Quinn Emanuel won a significant appellate victory for its client Southern California Gas Co. (“SoCalGas”) in the California Supreme Court. The unanimous, published opinion by Justice Cuéllar reinforces and clarifies the scope of California’s economic loss rule, which is a tort doctrine that limits recovery in negligence to those who have suffered physical harm to person or property. This was one of the most-watched business cases in the California Supreme Court this term, and the decision was a resounding victory for the client.

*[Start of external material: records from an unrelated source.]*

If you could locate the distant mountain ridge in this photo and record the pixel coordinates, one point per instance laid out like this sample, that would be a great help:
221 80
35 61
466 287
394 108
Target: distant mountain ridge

For decades, defendant SoCalGas has stored natural gas in a facility outside of Los Angeles. In October 2015, the facility sprang a leak that took four months to fix. Following the leak, SoCalGas faced a series of lawsuits from area residents and homeowners who claimed property damage and physical injury. This case did not involve those plaintiffs. Instead, plaintiffs here were businesses located in a nearby suburb called Porter Ranch who claimed that, because some residents chose to temporarily relocate during the leak, downtown foot traffic declined, and their businesses did not make as much money as they had hoped. They initiated a class action against SoCalGas seeking lost profits, despite the fact that they did not suffer any direct, physical harm or property damage. SoCalGas’ potential exposure was enormous.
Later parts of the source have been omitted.